Al contrario di quanto si possa immaginare dal titolo dell'opera, "Depeche Mode: Spirits in the Forest" non è un docu-film sui Depeche Mode, o meglio, è un docu-film in cui i Depeche Mode sono presenti ma lasciano il palco a 6 fan "speciali", godendosi lo splendido spettacolo. "Depeche Mode: Spirits in the Forest" è, prima di tutto, un inno alla potenza della Musica e alla sua infinita capacità di creare trame e connessioni. Il film, attraverso i racconti (spesso toccanti) della vita dei 6 fan, a cui si alternano sprazzi adrenalinici di concerto, mostra come la Musica riesca ad abbattere barriere spazio-temporali, mostra la sua capacità di creare e distruggere, di procurare un sostegno permanente, plasmabile ed immateriale, di recuperare l’irrecuperabile. Non ci sono confini corporali, geografici, politici, fisici che tengano, la Musica, prima o poi, arriva a destinazione. Sempre. Ed una volta arrivata a destinazione, travolge e comunica con tutti mediante un linguaggio comprensibile da tutti. Non si scappa. Dove non c’erano connessioni, quest’ultime verranno create; dove non c’erano emozioni, quest’ultime verranno conosciute. Il seme da cui nascerà una foresta è stato seminato.

La Musica è tutto questo, l'essenza dei nostri ricordi, delle nostre vite, spesso concentrate in 4 minuti. Ed è sempre lì, a portata di mano. Semplicemente grandioso.

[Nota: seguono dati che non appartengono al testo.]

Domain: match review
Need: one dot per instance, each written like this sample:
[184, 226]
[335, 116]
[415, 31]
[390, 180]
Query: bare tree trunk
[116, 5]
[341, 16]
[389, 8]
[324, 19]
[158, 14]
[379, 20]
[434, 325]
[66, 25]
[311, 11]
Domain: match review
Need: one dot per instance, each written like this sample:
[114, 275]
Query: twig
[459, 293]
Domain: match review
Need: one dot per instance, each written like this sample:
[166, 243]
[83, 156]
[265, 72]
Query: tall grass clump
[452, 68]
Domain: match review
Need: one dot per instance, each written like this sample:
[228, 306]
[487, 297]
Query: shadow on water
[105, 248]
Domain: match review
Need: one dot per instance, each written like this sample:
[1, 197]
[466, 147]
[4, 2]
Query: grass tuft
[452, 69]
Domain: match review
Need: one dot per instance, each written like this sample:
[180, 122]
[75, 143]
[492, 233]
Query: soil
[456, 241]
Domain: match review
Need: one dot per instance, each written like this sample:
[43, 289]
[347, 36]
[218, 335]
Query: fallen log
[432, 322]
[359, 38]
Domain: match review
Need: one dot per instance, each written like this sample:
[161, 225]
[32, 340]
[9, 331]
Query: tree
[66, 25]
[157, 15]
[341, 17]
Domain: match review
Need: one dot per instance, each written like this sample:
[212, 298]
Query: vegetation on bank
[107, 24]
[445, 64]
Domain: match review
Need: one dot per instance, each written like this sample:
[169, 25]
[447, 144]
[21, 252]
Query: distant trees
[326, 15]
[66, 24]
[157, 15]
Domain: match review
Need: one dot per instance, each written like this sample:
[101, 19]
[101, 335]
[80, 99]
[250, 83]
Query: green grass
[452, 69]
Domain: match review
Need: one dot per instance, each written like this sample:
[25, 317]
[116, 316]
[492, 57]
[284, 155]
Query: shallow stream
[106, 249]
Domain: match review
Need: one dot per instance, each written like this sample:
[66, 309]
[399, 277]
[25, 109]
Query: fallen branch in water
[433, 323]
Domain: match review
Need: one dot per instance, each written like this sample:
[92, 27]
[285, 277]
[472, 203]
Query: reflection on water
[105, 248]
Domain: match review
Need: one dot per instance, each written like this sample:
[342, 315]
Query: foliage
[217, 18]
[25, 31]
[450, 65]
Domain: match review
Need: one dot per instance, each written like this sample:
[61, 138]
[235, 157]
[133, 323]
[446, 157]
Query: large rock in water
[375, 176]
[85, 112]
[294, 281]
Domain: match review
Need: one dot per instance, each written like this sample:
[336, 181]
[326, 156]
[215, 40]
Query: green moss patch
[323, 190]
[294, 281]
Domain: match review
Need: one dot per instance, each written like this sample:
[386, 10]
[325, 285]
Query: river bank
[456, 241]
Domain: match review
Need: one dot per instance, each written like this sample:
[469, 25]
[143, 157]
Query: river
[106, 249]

Le immagini del film ci ricordano anche un’altra cosa: ogniqualvolta si va ad un concerto o si discute di Musica o si preme un tasto ”play”, diventiamo parte di una comunità, diventiamo spiriti interconnessi che entrano a far parte di quella foresta ultraterrena, ricca di generi, di varietà, di frutti, di possibilità, chiamata Musica. Tutto questo potrà sembrare molto retorico, ed in parte lo è, ma credo fermamente che sottolineare la funzione sociale della Musica sia molto importante nonchè molto più impattante di una semplice logica edonistica.
Quando, poi, il docu-film volge al termine e si rimane soli tra il rumore del proiettore che si spegne e lo schermo nero della sala cinematografica, nella mente si fa spazio un pensiero: l'artista, vero demiurgo, ha un potere immenso, pari a quello della Musica che genera. Se è vero che da grandi poteri derivano grandi responsabilità, dove iniziano e dove finiscono le responsabilità dell'artista? Fin dove può arrivare la capacità dell'artista di "plasmare le masse"? Fin dove può arrivare la capacità dell’artista di plasmare la vita di un essere umano?

P.S.

Il film va visto a prescindere, anche da chi non gradisce i Depeche Mode. Chi pensa che sia semplicemente l’ennesimo film-concerto, a mio parere, si sbaglia di grosso. Il film va visto secondo un’altra ottica.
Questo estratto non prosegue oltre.